Le mélanome, ça peut rapporter gros

Selon Anne Hendrickx (Solidaris), l’oncologie est sans doute le secteur où les évolutions de prix sont les plus flagrantes. A la fin des années 1990, le traitement d’un cancer bronchique par chimiothérapie coutait l’équivalent de 2 500 euros. La génération suivante, apparue au milieu des années 2000, coûte entre 5 et 12 000 euros par traitement. « Ce genre de croissance des coûts était raisonnable en considérant ceux de la recherche et du développement de ces médicaments », souligne-t-elle.

Dans le cas du mélanome, le cancer de la peau le plus agressif, son traitement se faisait avec une combinaison de deux molécules qui coûtait, au total, quelques milliers d’euros. Mais les nouveaux traitements apparus dans les années 2010 coûtent entre 140 000 et 200 000 euros par patient. « Ces prix font l’objet d’un contrat secret, on ne connaît pas les ristournes négociées, mais même une baisse de l’ordre de 25 % ne compense pas le surcoût exorbitant. »

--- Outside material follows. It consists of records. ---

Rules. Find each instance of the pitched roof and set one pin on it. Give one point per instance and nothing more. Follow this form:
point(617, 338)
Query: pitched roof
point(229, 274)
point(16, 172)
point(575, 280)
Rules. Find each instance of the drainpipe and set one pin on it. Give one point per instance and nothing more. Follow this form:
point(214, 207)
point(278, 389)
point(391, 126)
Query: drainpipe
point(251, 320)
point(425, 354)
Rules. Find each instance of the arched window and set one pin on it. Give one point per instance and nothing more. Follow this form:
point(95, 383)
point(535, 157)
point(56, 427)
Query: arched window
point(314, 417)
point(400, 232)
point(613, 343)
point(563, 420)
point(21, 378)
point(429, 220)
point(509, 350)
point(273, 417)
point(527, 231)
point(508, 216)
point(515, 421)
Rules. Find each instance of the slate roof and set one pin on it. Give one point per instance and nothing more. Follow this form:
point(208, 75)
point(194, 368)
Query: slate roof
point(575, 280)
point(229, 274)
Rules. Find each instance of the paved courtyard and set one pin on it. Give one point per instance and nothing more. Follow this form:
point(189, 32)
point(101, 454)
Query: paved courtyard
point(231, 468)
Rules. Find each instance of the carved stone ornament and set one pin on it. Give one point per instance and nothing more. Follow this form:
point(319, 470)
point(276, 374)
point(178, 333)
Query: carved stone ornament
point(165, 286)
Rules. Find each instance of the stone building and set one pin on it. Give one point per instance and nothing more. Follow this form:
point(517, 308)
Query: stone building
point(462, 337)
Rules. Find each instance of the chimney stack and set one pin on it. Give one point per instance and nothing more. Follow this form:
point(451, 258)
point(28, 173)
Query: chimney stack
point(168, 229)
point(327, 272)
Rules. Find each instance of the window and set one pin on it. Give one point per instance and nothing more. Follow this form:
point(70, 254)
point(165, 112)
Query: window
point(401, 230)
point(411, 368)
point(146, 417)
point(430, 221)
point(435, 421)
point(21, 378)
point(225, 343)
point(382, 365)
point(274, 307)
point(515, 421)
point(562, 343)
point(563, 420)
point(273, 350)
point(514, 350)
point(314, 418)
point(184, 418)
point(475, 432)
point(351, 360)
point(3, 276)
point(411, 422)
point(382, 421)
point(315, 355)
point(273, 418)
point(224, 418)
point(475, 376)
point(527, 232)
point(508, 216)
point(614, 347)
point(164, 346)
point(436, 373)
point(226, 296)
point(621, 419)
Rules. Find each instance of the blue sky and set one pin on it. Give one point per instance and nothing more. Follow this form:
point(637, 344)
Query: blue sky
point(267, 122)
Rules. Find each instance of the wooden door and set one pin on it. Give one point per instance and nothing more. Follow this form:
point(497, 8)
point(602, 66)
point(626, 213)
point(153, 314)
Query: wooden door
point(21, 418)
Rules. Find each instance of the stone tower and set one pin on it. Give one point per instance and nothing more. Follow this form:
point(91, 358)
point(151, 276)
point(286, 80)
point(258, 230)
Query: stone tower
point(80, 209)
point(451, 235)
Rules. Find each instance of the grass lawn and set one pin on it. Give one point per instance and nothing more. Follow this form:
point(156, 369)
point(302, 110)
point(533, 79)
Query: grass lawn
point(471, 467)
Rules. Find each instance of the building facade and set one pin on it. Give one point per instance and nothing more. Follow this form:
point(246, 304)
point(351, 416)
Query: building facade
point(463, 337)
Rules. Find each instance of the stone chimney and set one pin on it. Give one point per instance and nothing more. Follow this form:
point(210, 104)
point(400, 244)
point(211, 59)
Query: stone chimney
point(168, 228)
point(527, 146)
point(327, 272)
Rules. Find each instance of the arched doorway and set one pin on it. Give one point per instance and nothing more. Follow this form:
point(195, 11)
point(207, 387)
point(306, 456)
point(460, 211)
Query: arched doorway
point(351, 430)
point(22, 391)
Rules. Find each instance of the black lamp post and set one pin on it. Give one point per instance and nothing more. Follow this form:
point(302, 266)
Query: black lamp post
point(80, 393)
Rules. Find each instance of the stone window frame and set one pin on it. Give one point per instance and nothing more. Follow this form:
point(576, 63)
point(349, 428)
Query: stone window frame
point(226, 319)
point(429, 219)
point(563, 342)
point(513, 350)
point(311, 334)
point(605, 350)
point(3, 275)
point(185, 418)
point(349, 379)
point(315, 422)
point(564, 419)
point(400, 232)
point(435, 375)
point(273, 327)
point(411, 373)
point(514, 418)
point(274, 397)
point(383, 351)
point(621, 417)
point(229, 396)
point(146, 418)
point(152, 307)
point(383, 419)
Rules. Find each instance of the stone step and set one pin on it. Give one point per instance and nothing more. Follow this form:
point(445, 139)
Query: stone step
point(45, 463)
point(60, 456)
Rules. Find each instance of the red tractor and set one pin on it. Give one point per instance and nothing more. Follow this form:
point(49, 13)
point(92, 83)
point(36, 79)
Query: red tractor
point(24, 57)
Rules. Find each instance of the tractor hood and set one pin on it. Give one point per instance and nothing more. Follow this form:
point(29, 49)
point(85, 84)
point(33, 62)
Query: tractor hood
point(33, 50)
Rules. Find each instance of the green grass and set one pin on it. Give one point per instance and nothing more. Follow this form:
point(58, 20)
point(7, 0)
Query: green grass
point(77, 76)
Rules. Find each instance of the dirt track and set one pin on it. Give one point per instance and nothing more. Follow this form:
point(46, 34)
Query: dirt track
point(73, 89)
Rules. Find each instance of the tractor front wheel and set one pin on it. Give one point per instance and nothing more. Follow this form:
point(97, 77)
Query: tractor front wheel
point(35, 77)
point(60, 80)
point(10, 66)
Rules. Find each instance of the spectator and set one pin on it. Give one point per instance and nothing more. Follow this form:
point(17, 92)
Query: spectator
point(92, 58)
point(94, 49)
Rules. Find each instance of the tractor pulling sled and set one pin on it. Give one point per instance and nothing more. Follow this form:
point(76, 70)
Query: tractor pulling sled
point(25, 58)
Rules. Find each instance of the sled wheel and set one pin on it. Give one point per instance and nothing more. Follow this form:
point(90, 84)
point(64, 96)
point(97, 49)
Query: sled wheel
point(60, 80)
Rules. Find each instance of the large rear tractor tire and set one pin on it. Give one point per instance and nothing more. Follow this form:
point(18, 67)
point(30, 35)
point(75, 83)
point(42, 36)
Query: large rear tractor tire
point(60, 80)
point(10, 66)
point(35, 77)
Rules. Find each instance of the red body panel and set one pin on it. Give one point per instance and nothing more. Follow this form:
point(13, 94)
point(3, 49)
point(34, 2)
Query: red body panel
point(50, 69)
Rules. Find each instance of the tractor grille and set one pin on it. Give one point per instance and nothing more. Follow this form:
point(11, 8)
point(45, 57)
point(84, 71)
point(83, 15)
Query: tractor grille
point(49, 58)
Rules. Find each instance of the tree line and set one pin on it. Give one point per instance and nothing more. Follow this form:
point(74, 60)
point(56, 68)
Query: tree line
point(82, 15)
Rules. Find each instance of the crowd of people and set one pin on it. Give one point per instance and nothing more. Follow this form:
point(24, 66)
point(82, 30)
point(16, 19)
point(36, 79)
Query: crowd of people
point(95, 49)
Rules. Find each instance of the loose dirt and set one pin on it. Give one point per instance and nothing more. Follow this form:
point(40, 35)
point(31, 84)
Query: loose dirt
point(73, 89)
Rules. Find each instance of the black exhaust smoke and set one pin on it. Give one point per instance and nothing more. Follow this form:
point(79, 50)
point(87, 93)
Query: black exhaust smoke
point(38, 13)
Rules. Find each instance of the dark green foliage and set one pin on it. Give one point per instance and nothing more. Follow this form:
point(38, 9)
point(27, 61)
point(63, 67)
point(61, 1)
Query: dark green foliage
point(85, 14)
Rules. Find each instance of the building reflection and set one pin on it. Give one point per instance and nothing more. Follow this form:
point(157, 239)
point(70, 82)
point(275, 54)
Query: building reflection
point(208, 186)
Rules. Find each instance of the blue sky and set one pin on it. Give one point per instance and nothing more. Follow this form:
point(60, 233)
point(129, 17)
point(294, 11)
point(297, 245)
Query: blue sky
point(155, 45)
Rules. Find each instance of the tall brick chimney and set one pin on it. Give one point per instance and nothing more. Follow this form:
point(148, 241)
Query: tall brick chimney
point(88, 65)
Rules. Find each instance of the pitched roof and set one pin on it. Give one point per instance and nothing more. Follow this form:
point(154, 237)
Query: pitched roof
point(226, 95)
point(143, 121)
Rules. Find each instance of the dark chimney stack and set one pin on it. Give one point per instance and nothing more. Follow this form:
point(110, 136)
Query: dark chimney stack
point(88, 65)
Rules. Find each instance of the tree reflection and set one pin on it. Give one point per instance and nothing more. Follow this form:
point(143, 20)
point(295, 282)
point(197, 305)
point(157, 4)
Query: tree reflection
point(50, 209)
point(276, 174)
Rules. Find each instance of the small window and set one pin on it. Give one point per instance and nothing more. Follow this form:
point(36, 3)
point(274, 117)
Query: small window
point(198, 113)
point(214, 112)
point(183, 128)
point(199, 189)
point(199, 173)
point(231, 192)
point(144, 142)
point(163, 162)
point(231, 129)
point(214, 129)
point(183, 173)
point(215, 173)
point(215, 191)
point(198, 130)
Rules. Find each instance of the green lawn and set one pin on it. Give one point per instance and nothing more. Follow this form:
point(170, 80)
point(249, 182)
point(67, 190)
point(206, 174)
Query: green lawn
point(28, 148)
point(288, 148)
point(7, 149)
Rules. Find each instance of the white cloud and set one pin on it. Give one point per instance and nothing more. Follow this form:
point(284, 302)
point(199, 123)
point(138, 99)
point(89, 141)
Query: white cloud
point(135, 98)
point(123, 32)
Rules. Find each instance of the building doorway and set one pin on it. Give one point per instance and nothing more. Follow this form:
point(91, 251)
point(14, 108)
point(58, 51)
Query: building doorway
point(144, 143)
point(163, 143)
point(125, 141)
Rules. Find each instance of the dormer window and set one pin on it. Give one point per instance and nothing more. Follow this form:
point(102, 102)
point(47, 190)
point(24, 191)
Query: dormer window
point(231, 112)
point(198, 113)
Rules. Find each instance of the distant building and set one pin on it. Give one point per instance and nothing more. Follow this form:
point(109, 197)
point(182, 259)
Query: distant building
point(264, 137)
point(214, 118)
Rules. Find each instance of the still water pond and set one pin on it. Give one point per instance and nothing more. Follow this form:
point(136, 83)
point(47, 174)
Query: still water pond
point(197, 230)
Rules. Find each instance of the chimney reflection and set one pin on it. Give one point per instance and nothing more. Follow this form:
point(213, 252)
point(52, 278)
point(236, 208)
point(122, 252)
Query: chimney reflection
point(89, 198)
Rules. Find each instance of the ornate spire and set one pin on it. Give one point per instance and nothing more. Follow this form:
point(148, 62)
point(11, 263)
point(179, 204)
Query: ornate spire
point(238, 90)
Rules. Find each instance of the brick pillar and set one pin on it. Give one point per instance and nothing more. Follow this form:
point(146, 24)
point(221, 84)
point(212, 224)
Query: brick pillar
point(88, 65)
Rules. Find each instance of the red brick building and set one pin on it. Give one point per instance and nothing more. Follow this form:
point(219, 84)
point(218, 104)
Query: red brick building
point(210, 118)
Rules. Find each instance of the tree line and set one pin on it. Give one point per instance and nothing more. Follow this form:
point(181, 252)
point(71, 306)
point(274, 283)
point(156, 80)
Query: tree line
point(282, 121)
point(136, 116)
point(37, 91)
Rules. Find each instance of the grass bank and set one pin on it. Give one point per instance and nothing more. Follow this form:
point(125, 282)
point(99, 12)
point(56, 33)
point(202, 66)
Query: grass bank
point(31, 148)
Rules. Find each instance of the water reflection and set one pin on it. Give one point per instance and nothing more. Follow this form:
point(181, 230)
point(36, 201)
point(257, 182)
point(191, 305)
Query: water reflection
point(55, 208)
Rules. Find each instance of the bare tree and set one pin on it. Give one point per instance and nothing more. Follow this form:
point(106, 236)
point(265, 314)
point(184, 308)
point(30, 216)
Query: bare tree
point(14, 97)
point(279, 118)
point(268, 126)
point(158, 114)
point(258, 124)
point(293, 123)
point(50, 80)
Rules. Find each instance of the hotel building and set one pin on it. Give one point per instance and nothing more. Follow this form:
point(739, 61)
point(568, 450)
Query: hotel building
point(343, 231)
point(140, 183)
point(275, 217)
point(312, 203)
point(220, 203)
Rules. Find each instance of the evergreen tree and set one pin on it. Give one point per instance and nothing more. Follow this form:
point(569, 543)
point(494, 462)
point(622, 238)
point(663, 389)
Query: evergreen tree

En matière de traitement des cancers, qui ne guérissent généralement pas mais permettent de prolonger la vie des patients, les spécialistes parlent de coût pour une année de vie supplémentaire pondérée par la qualité (cost per QALY gained). Les nouveaux traitements ont des coûts par année de vie gagnée qui vont jusqu’à 150 000 euros alors que la norme généralement acceptée en Europe est de maximum 45 000 euros.

De son côté, Médecins du Monde brandit une estimation de Fierce Pharma selon laquelle le Keytruda®, nouveau médicament à plus de 100 000 euros par an et par patient, pourrait rapporter 4 milliards d’euros de chiffre d’affaires au laboratoire Merck qui le commercialise. Mais la première année, le traitement combine plusieurs médicaments avec un prix affiché de plus de 500 000 euros…

La leucémie, c’est 25 000 % de marge

Dans sa campagne, Médecins du Monde épingle aussi l’imatinib (Glivec®), molécule qui a révolutionné le traitement de certains cancers du sang et de la moelle osseuse. Selon MdM, ce traitement coûte environ 3 750 euros par mois en Belgique, soit jusqu’à 45 000 euros par an – sachant que la durée de traitement va de quelques mois à plusieurs années. Selon le pharmacologue et chercheur à l’université de Liverpool Andrew Hill, si l’on prend en compte le coût réel de production de ce médicament, auquel on ajoute le coût des autres étapes de fabrication et du transport, avec une marge bénéficiaire de 50%, le médicament pourrait être vendu moins de 200 euros par année de traitement. Le taux de marge, qui est la proportion entre le prix annuel de 45 000 euros en Belgique et ce qu’on peut considérer comme le coût réel de ce traitement à 200 euros (qui inclut déjà une marge), est donc de 25 000%.

« Cet exemple, épingle MdM, montre que la logique à l’oeuvre avec le traitement contre l’hépatite C est aussi bien présente avec les médicaments anticancéreux. Pis, au lieu de baisser avec le temps, le prix des médicaments anticancéreux augmente ! Ainsi, le prix du traitement annuel aux Etats-Unis est passé de 30 000 dollars en 2001 à 92 000 dollars en 2012. » C’est ce qu’ont dénoncé en France des cancérologues de renom, en mars dernier, soulignant que l’augmentation des prix était complètement déconnectée des investissements en R&D et qu’ils répondaient à une logique de maximisation du profit par les industriels du médicament en fonction de ce que les marchés sont capables de supporter, ou du moins de de l’idée qu’ils s’en font.